Knowing that this tiny storage device is about as hardy as I am (actually, I don’t even think I could survive drops of up to 1.98m) definitely gives me a peace of mind that I don’t get with the traditional mechanical hard disks that I’m used to using. This reassurance is really refreshing especially when you live in a world where tech gadgets get more fragile by the minute.
[nextpage title=”But is it fast?”]
Being durable is only part of the story. Since it’s an SSD, it is also a lot faster than your conventional spinning hard disk drives. This particular model is quoted to be able to reach speeds of up to 515MB/s over a USB 3.1 gen 2 (10Gb/s) port. This is comparable with Samsung’s T-series SSDs so you should be getting a similar experience. However, there was one small problem.

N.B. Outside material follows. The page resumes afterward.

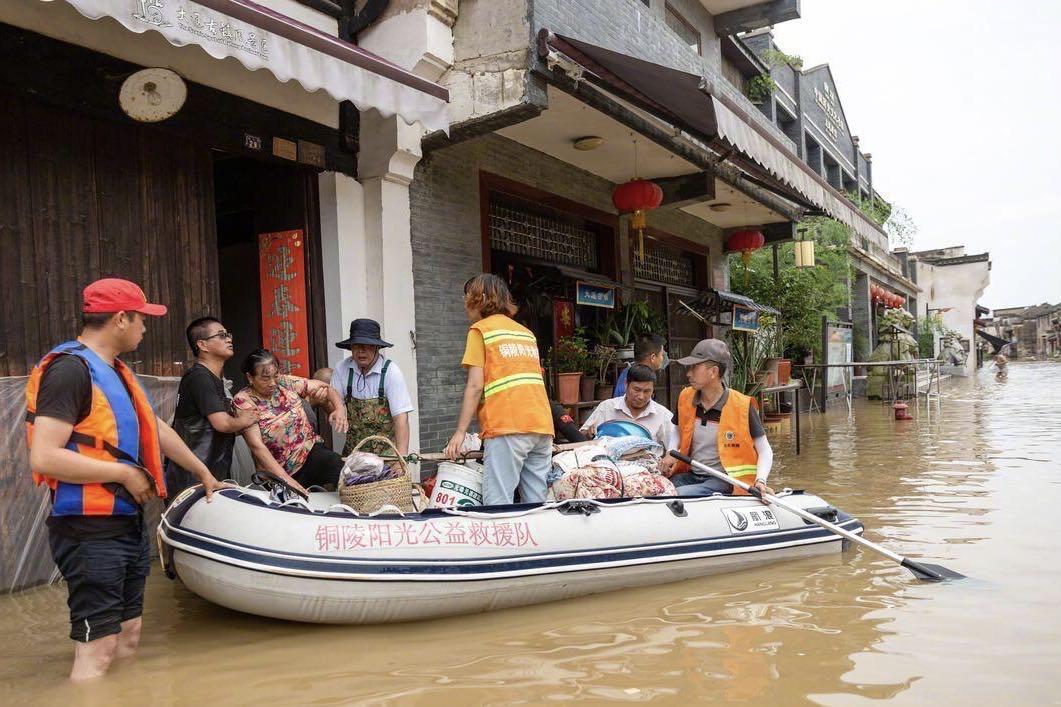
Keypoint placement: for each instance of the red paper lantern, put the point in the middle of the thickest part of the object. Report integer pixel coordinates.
(637, 197)
(746, 242)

I’ll be honest, I searched everywhere for a device with a USB 3.1 gen 2 port, but I simply couldn’t find one. I dug through every machine in my office and even at home but none of them had one of these elusive ports. Maybe that’s why the CrystalDiskMark scores are below WD’s quoted speeds, but I can’t really say for sure.
What I can say for sure, though, is that throughout my review period, everything was speedy and smooth. I edited videos off the SSD, used to to back up and transfer over 170GB of files from my laptop and the little SSD chugged through all of them no problem. Speeds were definitely much, much faster than on a conventional mechanical hard disk.
I also liked the MyPassport SSD’s robust USB Type-C cable. Its this chunky beefy thing that, although isn’t braided, does a lot to inspire confidence. I have mine coiled tight to reduce the space the SSD takes up on my desk and so far I don’t see any signs of bending or damage. I also like that WD includes a full size USB Type-A adapter with the SSD so you can just pop it on or off depending on your needs. It is a tiny little thing, though, so you might want to be careful if you don’t want to lose it.
My review unit here is the variant with 256GB of storage but WD also offers this drive in 512GB and 1TB configurations. This model will run you RM565 while the 512GB and 1TB variants are going for RM999 and RM2,019 respectively.
You might be thinking that that’s a lot of money, and you’re right, it is. But, if you compare it to something like the Samsung T3 portable SSD, it’s about the same price. This is just the kind of price you have to pay if you want a top notch portable SSD.
Before this review, I’ve never had a portable SSD before, mostly because I didn’t see how it could be worth the massive premium over a normal mechanical hard disk. For the kind of money I would have to pay for the WD MyPassport portable SSD, I could easily get a mechanical drive with 4X the storage for half the price.
But that’s the thing with SSDs, whether it’s in your desktop or in a portable form factor like this: Once you actually start using it, you realise that it’s almost always worth it. In my case, I love the speed, I love the portability and most of all I love the peace of mind it gives me with its durability rating.
Is it for you? Well, that really depends on your budget and your workload. But if you ever find yourself needing a portable SSD, you really can’t go wrong with the WD MyPassport portable SSD.